Evaluation of the membrane damage mechanism of thymol against Bacillus cereus and its application in the preservation of skim milk

The goal of this study was to elucidate the mechanism by which thymol caused membrane damages in Bacillus cereus cells and the feasibility of its application in the preservation of skim milk. The minimum inhibitory concentration (MIC) of thymol was determined using the broth microdilution method. The membrane potentials, intracellular adenosine triphosphate (ATP) concentrations, and pH gradients across the membrane were characterized using fluorescence spectroscopy. The degree of membrane damage and membrane structural integrity were observed under an electron microscope. The quantity of B. cereus in skim milk at different temperatures and concentrations of thymol was calculated using the plate counting method. As a result, the MIC of thymol against B. cereus BNCC 103930 was 0.625 mg/mL. Thymol significantly induced B. cereus cell dysfunction, membrane potential hyperpolarization, pH gradient dissipation, the blockade of ATP synthesis, and intracellular ATP depletion. Confocal laser scanning microscopy (CLSM) and field emission gun scanning electron microscope (FEGSEM) assays revealed pronounced membrane damages of B. cereus after thymol administration. Of note, low thymol concentrations, together with low-temperature storage, have the potential to control B. cereus in skim milk.

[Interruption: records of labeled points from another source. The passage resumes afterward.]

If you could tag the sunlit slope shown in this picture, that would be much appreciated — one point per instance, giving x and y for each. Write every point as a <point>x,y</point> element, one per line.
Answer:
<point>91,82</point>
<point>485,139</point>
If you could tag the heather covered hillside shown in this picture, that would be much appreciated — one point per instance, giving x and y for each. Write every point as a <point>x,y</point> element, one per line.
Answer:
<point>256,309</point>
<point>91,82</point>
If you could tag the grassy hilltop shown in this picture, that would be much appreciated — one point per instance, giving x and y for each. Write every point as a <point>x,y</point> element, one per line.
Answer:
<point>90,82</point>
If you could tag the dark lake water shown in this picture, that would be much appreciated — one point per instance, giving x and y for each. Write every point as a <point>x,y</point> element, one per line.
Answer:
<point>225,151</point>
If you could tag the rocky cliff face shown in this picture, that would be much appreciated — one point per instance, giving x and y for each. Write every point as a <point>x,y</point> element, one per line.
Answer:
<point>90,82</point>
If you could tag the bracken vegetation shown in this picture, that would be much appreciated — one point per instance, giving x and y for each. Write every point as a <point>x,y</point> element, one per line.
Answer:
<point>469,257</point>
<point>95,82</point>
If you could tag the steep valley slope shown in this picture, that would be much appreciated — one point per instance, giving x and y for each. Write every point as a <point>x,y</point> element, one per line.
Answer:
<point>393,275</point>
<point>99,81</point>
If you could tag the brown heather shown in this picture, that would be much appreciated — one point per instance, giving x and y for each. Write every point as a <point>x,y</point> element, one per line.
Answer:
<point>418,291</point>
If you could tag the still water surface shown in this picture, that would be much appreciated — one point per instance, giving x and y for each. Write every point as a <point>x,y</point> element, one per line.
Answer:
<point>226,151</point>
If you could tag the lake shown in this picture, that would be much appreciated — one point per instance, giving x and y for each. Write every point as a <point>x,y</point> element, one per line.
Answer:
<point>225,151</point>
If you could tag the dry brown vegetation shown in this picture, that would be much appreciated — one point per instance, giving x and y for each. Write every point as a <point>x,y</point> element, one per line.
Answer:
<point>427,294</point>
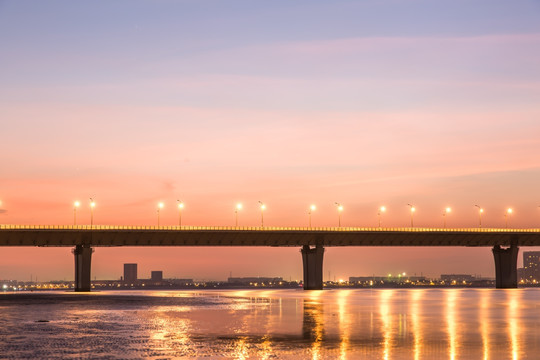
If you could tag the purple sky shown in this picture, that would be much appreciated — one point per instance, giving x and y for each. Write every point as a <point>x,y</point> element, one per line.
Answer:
<point>365,103</point>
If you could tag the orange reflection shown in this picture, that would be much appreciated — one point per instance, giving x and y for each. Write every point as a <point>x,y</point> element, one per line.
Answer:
<point>416,298</point>
<point>451,323</point>
<point>512,314</point>
<point>485,299</point>
<point>313,327</point>
<point>170,333</point>
<point>386,318</point>
<point>344,322</point>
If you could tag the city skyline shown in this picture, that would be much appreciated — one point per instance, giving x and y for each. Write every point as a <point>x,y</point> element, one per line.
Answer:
<point>365,104</point>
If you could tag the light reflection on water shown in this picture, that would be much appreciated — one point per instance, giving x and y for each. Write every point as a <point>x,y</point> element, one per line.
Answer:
<point>342,324</point>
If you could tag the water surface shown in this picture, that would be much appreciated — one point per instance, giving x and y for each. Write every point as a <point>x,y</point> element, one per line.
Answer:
<point>333,324</point>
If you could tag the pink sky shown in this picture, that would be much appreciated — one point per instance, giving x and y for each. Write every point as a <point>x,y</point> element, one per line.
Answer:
<point>148,108</point>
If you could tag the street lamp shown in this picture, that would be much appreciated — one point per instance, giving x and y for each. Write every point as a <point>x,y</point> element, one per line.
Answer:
<point>446,211</point>
<point>340,209</point>
<point>180,207</point>
<point>508,212</point>
<point>413,209</point>
<point>92,206</point>
<point>238,207</point>
<point>263,207</point>
<point>76,204</point>
<point>381,210</point>
<point>480,211</point>
<point>311,209</point>
<point>160,206</point>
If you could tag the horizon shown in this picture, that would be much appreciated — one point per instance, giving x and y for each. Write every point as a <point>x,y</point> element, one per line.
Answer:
<point>365,104</point>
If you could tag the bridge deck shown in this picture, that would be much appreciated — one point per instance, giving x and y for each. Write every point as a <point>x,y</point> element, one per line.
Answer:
<point>105,235</point>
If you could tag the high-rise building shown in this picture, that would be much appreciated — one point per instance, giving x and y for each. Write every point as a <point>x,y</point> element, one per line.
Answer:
<point>157,275</point>
<point>531,267</point>
<point>130,272</point>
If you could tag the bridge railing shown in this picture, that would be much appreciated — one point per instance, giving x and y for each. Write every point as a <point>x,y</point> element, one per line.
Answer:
<point>258,228</point>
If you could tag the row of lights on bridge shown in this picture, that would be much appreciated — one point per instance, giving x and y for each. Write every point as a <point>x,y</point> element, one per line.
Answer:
<point>312,208</point>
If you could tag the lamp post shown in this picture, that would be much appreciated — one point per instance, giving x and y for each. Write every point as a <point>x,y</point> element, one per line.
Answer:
<point>480,211</point>
<point>311,209</point>
<point>263,207</point>
<point>446,211</point>
<point>381,210</point>
<point>508,212</point>
<point>180,207</point>
<point>92,206</point>
<point>76,204</point>
<point>413,209</point>
<point>340,209</point>
<point>160,206</point>
<point>238,207</point>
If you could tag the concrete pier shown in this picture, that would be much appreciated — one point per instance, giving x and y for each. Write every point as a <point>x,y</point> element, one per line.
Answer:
<point>312,259</point>
<point>505,266</point>
<point>83,261</point>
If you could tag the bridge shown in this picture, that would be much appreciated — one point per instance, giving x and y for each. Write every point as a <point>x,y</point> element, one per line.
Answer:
<point>312,241</point>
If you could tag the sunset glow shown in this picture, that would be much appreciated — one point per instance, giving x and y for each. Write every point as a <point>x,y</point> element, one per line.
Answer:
<point>278,105</point>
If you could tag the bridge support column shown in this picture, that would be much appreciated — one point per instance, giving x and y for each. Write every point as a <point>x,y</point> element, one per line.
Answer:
<point>312,259</point>
<point>83,260</point>
<point>505,267</point>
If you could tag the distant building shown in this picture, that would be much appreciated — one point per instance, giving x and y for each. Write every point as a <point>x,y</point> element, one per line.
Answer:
<point>157,276</point>
<point>130,272</point>
<point>458,278</point>
<point>530,273</point>
<point>385,279</point>
<point>248,280</point>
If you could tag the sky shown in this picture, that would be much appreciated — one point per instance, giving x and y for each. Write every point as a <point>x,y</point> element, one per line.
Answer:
<point>363,103</point>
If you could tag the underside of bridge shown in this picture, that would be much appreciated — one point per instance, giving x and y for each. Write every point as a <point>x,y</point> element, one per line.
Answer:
<point>312,260</point>
<point>505,266</point>
<point>83,262</point>
<point>504,242</point>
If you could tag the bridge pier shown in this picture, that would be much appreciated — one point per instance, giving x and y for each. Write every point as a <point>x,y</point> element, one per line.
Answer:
<point>83,260</point>
<point>312,259</point>
<point>505,266</point>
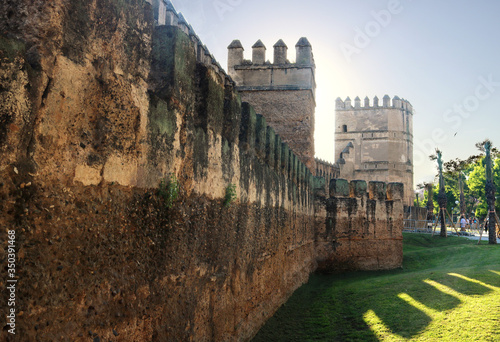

These results indicated that thymol could be used as a food additive preventing B. cereus food poisoning.

Automated summary

Thymol exhibited antibacterial effects against Bacillus cereus by inducing cell dysfunction, membrane potential hyperpolarization, pH gradient dissipation, ATP synthesis blockade, and intracellular ATP depletion. Additionally, low concentrations of thymol combined with low-temperature storage showed potential in controlling B. cereus in skim milk.